Queridas Senhoras,
chamei a esta rubrica «Outra vez domingo» não só porque o tempo passa cada vez mais rápido, mas também porque a cada domingo, muitas vezes, ficamos com a sensação de que mais uma semana se passou e não fizemos nada jeito. O fim-de-semana também fica aquém do esperado, e agora mais ainda. Com a desculpa da pandemia, vamos adiando encontros, filmes, saídas, planos. Após um verão em que conseguimos apanhar ar e sair do casulo (inédito: até jantei com a senhora Marta em Coimbra!), sinto que estamos a voltar ao isolamento. E o Inverno ainda nem sequer começou. Vou somando jantares cancelados e perdendo as amigas de vista.
Segunda-feira
Há várias semanas que segunda-feira é para mim sinónimo de Handmaid’s Tale. Acompanhar esta série é mesmo um dos pontos altos da semana.
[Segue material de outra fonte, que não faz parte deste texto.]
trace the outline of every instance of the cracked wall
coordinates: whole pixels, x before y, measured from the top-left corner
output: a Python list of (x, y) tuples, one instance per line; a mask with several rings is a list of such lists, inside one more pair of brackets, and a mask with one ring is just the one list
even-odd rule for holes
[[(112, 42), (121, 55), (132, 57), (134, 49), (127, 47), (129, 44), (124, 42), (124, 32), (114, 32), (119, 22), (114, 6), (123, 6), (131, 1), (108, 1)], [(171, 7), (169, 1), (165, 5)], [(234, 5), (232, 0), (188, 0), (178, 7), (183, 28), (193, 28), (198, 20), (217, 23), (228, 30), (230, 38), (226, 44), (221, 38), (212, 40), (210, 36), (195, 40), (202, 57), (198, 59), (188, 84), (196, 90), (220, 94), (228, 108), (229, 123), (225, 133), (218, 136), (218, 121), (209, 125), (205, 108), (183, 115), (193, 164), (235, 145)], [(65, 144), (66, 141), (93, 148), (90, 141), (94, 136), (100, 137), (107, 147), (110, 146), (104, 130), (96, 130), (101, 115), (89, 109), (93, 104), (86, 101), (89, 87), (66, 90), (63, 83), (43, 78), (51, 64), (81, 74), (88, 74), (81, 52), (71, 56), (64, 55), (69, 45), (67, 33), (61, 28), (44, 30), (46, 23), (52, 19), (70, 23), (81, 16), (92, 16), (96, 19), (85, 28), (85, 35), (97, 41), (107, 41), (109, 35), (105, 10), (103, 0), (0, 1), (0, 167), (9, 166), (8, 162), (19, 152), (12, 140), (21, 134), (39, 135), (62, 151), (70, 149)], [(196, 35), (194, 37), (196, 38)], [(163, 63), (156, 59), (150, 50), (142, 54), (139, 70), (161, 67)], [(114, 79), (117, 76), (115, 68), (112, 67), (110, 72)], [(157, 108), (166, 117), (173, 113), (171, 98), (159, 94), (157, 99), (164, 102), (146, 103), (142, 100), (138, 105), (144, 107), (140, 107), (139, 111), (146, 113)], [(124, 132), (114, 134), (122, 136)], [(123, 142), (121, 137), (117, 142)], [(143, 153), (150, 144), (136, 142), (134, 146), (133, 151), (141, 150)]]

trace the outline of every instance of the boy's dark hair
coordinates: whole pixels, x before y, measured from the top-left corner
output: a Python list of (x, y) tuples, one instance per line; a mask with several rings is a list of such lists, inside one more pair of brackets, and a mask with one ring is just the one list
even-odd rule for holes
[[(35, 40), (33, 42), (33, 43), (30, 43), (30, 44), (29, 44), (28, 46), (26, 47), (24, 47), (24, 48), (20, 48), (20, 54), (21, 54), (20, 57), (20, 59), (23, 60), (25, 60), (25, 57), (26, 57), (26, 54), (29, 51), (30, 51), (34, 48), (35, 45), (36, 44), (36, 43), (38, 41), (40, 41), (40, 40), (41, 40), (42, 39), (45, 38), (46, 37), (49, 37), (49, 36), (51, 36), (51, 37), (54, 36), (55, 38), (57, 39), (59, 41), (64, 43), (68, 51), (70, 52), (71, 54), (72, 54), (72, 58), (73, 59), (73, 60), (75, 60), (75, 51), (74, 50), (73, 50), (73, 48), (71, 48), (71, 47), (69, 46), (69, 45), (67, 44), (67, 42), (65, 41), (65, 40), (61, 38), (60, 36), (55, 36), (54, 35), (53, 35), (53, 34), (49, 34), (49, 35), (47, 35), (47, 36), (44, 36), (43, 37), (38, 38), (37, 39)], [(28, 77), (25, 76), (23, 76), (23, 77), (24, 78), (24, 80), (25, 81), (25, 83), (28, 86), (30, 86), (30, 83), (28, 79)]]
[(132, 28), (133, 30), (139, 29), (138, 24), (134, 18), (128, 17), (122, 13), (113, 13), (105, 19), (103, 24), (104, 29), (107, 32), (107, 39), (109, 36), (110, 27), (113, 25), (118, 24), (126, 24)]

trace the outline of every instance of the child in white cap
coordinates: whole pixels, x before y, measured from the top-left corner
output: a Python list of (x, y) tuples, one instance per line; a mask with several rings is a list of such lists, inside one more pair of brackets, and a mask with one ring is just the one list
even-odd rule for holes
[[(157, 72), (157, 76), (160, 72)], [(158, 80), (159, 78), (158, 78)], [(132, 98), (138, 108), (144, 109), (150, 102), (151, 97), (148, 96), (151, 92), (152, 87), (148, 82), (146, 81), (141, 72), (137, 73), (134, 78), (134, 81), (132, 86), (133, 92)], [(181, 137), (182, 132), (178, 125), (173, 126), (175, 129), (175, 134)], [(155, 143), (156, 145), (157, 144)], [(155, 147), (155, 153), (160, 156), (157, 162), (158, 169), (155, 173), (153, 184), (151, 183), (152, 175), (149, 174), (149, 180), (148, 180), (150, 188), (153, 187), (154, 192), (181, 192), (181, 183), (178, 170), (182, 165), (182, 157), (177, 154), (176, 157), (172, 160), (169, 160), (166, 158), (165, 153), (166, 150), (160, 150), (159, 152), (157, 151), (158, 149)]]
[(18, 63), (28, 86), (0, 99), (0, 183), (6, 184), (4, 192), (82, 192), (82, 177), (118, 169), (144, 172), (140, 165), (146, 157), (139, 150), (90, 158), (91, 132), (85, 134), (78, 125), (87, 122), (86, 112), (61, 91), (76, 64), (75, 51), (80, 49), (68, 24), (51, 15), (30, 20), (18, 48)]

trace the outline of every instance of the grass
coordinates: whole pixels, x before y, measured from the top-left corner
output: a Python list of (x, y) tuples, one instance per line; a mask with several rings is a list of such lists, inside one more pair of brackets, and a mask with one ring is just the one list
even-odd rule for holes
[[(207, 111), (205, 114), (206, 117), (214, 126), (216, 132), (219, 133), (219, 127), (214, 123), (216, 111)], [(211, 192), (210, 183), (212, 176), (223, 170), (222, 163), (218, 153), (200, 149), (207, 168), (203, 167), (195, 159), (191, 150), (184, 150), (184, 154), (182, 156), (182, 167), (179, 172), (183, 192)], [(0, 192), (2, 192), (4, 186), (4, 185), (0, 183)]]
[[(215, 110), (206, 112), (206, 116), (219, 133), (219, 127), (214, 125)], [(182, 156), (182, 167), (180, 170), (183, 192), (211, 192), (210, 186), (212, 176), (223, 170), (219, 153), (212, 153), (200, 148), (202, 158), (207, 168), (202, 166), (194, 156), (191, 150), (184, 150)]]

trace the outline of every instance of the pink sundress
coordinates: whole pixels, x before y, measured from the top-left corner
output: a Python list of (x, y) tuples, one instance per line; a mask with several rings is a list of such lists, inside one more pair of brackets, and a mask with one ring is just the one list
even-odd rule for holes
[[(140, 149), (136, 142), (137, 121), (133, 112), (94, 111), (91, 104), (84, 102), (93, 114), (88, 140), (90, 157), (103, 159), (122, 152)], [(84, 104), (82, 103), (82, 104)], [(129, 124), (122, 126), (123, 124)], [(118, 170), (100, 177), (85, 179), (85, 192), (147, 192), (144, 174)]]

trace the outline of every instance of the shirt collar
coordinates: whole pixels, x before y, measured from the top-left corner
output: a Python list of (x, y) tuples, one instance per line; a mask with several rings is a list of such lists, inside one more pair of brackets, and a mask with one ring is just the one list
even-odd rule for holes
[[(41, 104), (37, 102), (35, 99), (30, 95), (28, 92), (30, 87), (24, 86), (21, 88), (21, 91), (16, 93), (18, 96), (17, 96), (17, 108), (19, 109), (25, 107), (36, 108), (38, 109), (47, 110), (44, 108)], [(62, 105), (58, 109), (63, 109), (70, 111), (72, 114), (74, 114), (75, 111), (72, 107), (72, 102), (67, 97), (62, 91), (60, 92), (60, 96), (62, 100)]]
Entretanto comecei a ler Não Serei Eu Mulher, de Bell Hooks, sobre as mulheres negras e o feminismo. O enredo da série e os testemunhos do livro ressoam de forma perturbadora. A distopia de Atwood empalidece perante as descrições de sexismo e racismo no período da escravatura e pós-escravatura.
Terça-feira
O brilho nos olhos da minha filha quando fala das aulas de Filosofia. Hoje ia-se esquecendo de levar o texto pedido pelo professor. Não acompanho muito a Matemática ou a Biologia, confesso. Mas não há referência às aulas de Português ou Filosofia que me escape. Como, que texto? Alegoria da Caverna.
Quarta-feira
A app domina as conversas. Remeto-me a um prudente silêncio, evitando assumir que não uso, nem nunca instalei, aplicação alguma.
Quinta-feira
Faço yoga diariamente com a Adriene. Sigo as séries de 30 dias. Arrisco dizer que nunca gostei tanto de yoga.
Sexta-feira
Reservamos para hoje um dos Poirot do especial da Fox Movies, Morte ao Sol. Para o fim-de-semana temos os DVD da Twilight Zone original, já que os novos episódios não convencem os miúdos da loucura que era para nós esta série.
Sábado
Leio na crónica do Tolentino Mendonça no Expresso acerca de um livro de Emily Dickinson, Poemas Envelope (Edições do Saguão). Vou no comboio, a caminho do Rossio, e quando chego sigo direita à Letra Livre. As probabilidades de conseguir o volume nesta livraria são altas e assim é. Este livro, quero oferecê-lo à Marta. Não só porque temos uma história comum com Emily Dickinson (foi a primeira autora que estudámos no curso de American Modern Poetry que ela me ofereceu em 2012, e julgo que nasceu aqui a minha vontade de voltar de estudar e tudo o que se seguiu), mas por todas as razões. Porque é um volume precioso, repleto de leituras, em que a materialidade dos envelopes, reproduzidos nas páginas, causa um estremecimento. Espero que a Marta possa usar este singular objecto no seu Clube de Letras.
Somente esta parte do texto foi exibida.